Afrique du Sud : les producteurs de melons sud-africains face à une saison d'extrêmes
La saison semble être marquée par des extrêmes pour les producteurs de pastèques et de melons. Pour les fruits de haute qualité, les prix sont excellents, affirme un négociant de melons au marché municipal de Johannesburg, le plus grand marché de pastèques du pays, mais on trouve des fruits défectueux sur le marché.

« Ce n'est pas une saison normale en termes de pluie et le temps a été mauvais », remarque un autre négociant du marché des pastèques.

Les premières pastèques du Limpopo étaient très bonnes, note le négociant, mais les fortes pluies constantes et les nombreux jours couverts de janvier et février ont dilué les sucres, entraînant des maladies comme la rouille et finalement l'effondrement des fruits.

La plupart des pastèques proviennent encore de l'extrême nord de la deuxième récolte du Limpopo et du Cap occidental.

Certains producteurs du Cap-Oriental fournissent les meilleurs melons pour le moment, selon un négociant, mais c'est une saison d'extrêmes : d'autres producteurs de la province ont connu d'énormes problèmes de qualité dus aux maladies et aux dégâts causés par la pluie.

Les prix sont en baisse, les prix des petites pastèques vont de R10 (0,6 euros) à R30 (1,8 euros), ceux des moyennes et grandes jusqu'à R50 (3 euros). « Il n'y a absolument aucune demande et l'offre est importante sur le marché, voire en surabondance. Après janvier, le pouvoir d'achat baisse de toute façon. »

Il y a quelques années, cette période de la saison n'aurait été approvisionnée que par les pastèques de l'État libre, mais aujourd'hui cette période se partage avec la deuxième récolte du Limpopo ; les pastèques sont plantées comme une culture de rente. Les hectares plantés peuvent donc varier considérablement d'une saison à l'autre.

La méfiance des acheteurs s'est même étendue aux pastèques attendues dans d'autres régions qui ont également reçu des pluies inhabituellement abondantes, comme l'État libre dont la saison des pastèques commencera dans les deux prochaines semaines.

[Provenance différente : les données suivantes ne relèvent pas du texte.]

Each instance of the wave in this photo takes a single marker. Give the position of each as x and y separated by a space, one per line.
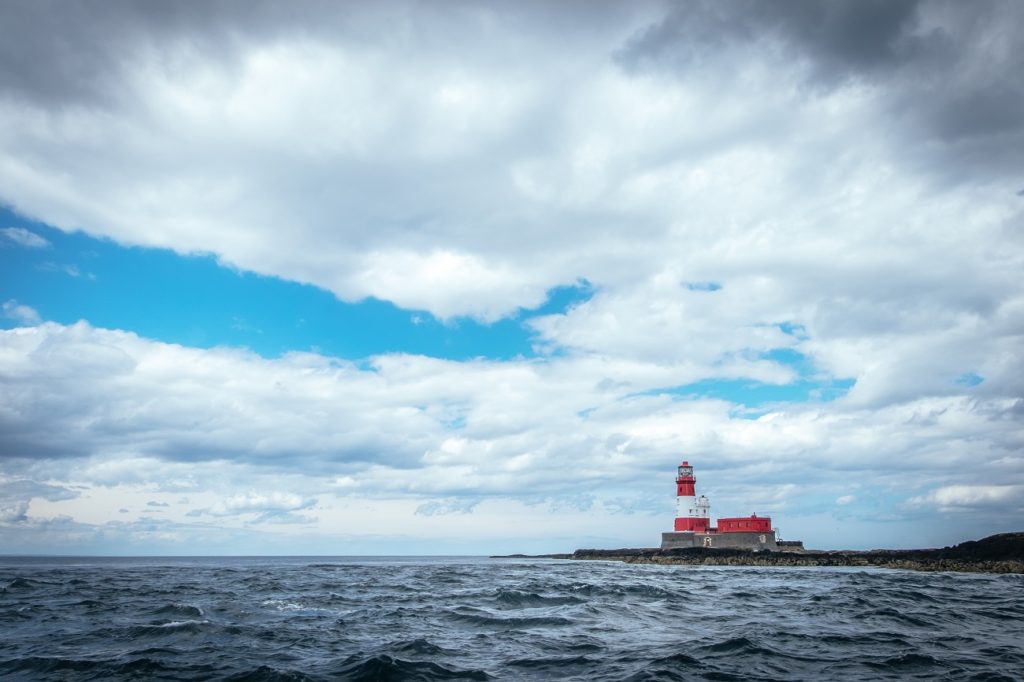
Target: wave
509 623
382 667
518 599
184 610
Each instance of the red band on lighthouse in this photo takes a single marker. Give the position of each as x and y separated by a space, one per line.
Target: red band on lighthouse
692 513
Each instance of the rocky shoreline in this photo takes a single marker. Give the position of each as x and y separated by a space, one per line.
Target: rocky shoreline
1003 553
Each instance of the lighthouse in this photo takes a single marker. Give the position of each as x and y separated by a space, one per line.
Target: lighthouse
693 528
692 513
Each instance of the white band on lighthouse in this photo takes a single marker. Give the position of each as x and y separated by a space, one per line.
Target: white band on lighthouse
685 505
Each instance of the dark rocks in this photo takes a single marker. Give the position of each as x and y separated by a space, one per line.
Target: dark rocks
1000 554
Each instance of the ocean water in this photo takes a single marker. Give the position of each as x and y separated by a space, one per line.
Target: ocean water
452 619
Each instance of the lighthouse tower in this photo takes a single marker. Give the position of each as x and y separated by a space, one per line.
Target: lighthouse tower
692 513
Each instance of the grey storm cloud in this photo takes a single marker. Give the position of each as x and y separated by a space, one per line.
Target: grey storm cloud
950 72
15 496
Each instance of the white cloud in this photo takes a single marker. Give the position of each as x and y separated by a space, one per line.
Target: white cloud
850 214
303 437
20 313
972 497
25 238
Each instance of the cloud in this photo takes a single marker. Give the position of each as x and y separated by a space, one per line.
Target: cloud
25 238
448 506
942 74
20 313
273 507
761 193
16 495
1009 498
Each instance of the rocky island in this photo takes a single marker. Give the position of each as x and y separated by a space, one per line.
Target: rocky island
1001 553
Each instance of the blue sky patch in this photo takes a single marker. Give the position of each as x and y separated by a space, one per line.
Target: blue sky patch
195 301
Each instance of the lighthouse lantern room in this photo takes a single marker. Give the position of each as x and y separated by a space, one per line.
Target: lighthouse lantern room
692 513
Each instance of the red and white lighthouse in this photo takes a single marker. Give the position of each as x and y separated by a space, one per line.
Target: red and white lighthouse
692 513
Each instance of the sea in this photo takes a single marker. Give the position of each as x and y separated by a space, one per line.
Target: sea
478 619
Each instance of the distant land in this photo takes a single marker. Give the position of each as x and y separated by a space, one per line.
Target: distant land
1001 553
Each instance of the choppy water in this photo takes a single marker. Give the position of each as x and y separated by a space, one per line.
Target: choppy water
299 619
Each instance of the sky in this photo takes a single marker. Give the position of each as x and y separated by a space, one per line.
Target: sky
473 278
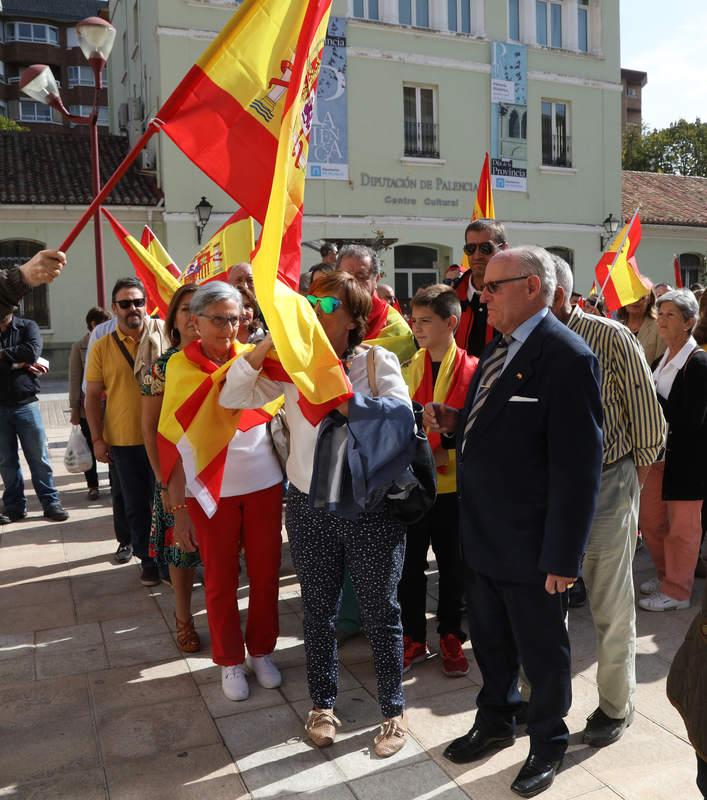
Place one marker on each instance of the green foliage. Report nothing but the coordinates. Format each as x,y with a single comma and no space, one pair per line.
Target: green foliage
680,149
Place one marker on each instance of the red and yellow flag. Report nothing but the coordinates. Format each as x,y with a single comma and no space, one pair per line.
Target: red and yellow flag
232,243
617,275
160,284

Amérique du Nord : une saison incertaine pour les melons d'Amérique du Nord
Les approvisionnements de pastèques sont plus faibles actuellement.

Un expéditeur indique que les approvisionnements plus légers de pastèques proviennent du centre du Mexique vers McAllen, Texas, et des approvisionnements plus limités vers Nogales, Arizona. « La qualité est correcte et le calibrage est normal. Nous assistons à une répétition de l'année dernière. Je pense qu'elle sera plus légère au fur et à mesure que nous quittons le Mexique et que nous arrivons en Californie », dit-il. « Le marché est très serré en ce moment et les prix se situent entre 250 et 300 dollars le panier. »

Cela dit, il ajoute que de nouveaux champs vont percer à la fin du mois et dans la première partie d'avril. « L'année dernière, le marché était, dans la même fenêtre, entre 250 et 300 $ également », dit-il.

Il note cependant que cette année, les produits importés ont été moins nombreux sur la côte ouest, probablement en raison des retards dans les ports et des coûts de transport élevés.

Le produit mexicain est attendu jusqu'à la fin mai. C'est à ce moment-là que l'approvisionnement commencera en Californie, en Arizona et, peut-être plus tôt en mai, au Texas.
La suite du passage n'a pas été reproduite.